Doubling down on failure is never a good idea (felt the need to state the obvious).
Via Politico:
A recovery that looked strong at the start of the year sputtered last month, with the economy adding a mere 69,000 jobs in May — well below expectations of 150,000 new jobs — and the unemployment rate ticking up slightly to 8.2 percent, the Labor Department reported. The May numbers capped a stunning reversal from monthly reports of more than 200,000 new jobs as the headwinds of Europe and a broader global slowdown have struck the U.S. economy. […]
Alan B. Krueger, chairman of Obama’s Council of Economic Advisors, said in a statement that the nation’s economic woes “were long in the making and will not be solved overnight.”
“We are still fighting back from the worst economic crisis since the Great Depression,” Krueger said, putting the best spin on the numbers by adding, “Today we learned that the economy has added private sector jobs for 27 straight months, for a total of 4.3 million payroll jobs over that period. The economy is growing but it is not growing fast enough.”

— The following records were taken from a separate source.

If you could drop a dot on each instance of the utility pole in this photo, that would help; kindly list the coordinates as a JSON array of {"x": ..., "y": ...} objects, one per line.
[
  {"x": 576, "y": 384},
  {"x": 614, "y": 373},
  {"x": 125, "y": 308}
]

“There is much more work that remains to be done to repair the damage caused by the financial crisis and deep recession that began at the end of 2007. Just like last year at this time, our economy is facing serious headwinds, including the crisis in Europe and a spike in gas prices that hit American families’ finances over the past months. It is critical that we continue the President’s economic policies that are helping us dig our way out of the deep hole that was caused by the severe recession.”